Union noted that Dailey only selectively checked Williams' references, choosing not to contact Williams' current supervisor, Karen Isebrands, and to rely upon comments made by individuals (Donna Kohlbeck and Terry Liewendowski) who had never supervised Williams. The Union further noted that Dailey also relied upon comments made by Williams' former supervisor Bill Peterson and his evaluation of Williams in 1992 which had never been shared with Williams. Thus, the Union contended, Dailey's personal opinion of Jarocki and Williams' qualifications should be given little weight because it is not supported by factual evidence and because Dailey's inquiries were clearly slanted in favor of Jarocki. The Union further noted that Dailey had not worked with or previously supervised either candidate so that her opinion of them should be given less weight, in any event.

The Union urged that Williams had relevant job experience, 25 years in the work force as a Secretary and Administrative Assistant, 19 of which were served in an educational setting (four of these years were served at the District); that Williams had successfully moved from a Category 2 to a Category 4 position at the District after taking a battery of tests; and that Williams' every day tasks in her past two years in her Category 4 Administrative Assistant position, involved her regularly in working with special interest courses, registrations and computers. All this evidence showed that Williams was the more qualified candidate for the Lakeland Campus Secretary position.

The Union then compared Williams' Category 4 job description to the job description for Jarocki's former job as Secretary to the Director of Research and Development. The Union observed that Jarocki's former position required less education, less experience, fewer skills and abilities in fewer secretarial tasks than does Williams' position as Administrative Assistant. The Union noted that no testing was required for Jarocki's former job nor was any testing required for the Lakeland Campus position. Yet, Beth Dailey disregarded these facts as well as the majority recommendation of the Screening Committee and decided, admittedly without regard for the requirements of the labor agreement, that Jarocki possessed the "vision" for the Lakeland Campus job opening. The Union pointed out that Dailey admitted that the qualities of vision and forward thinking were not contained in the position posting for the Lakeland Campus Secretary position nor were they listed in the job description. Thus, the Union urged the Arbitrator to set aside Dailey's decision as it was not based upon specific and understandable extrinsic evidence and therefore was arbitrary.

District (10)

The District argued that by its grievance the Union is challenging the District's right to establish qualifications and criteria for hiring and to make the decision to hire Tina Jarocki. The District noted that the Union failed to support any of its claims that Beth Dailey had improperly preferred Tina Jarocki in advance of Dailey's post-interview decision to select Jarocki over Williams. The District urged that Article XV, Section C, only provides a tie-breaking method if two internal candidates are equally qualified. In fact, the District argued, according to past practice the seniority tie-breaker mechanism has never been used because no two candidates have ever been found to be equally qualified.

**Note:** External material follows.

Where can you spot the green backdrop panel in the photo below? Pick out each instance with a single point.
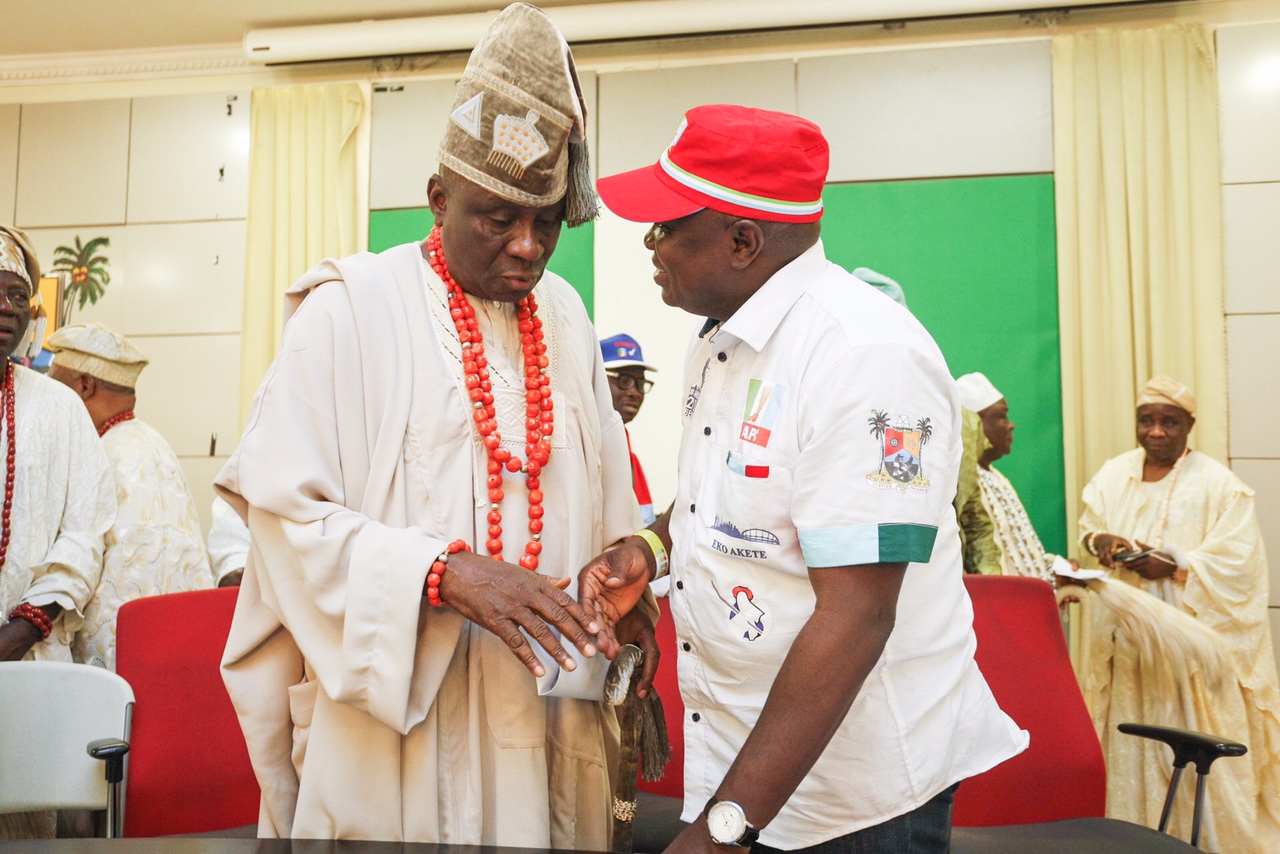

The District noted that the Lakeland Secretary position required special skills and the ability to work well with Beth Dailey. The District admitted that the initial posting was for a Category 2 position due to Dailey's "poor internal communication" of the position's job responsibilities. Yet, the District urged that the process used to select Jarocki was fair and regular. It noted that Human Resources Vice President Bob Pound had instructed the Screening Committee regarding the interview process and it stated that only if two candidates were equal would seniority come into play and that this happened very rarely. Although Pound had told the Screening Committee that they should only check references for the top candidate, the District noted, Dailey decided after the interviews to check both Williams' and Jarocki's references in an effort to build a consensus for selecting Jarocki. The District observed that the references given by those contacted by Beth Dailey clearly showed that Jarocki was the better qualified candidate for the job. The District observed that if Williams had wanted Daily to have a reference from Karen Isebrands, Williams should have gotten a written one from her and submitted it along with her application packet.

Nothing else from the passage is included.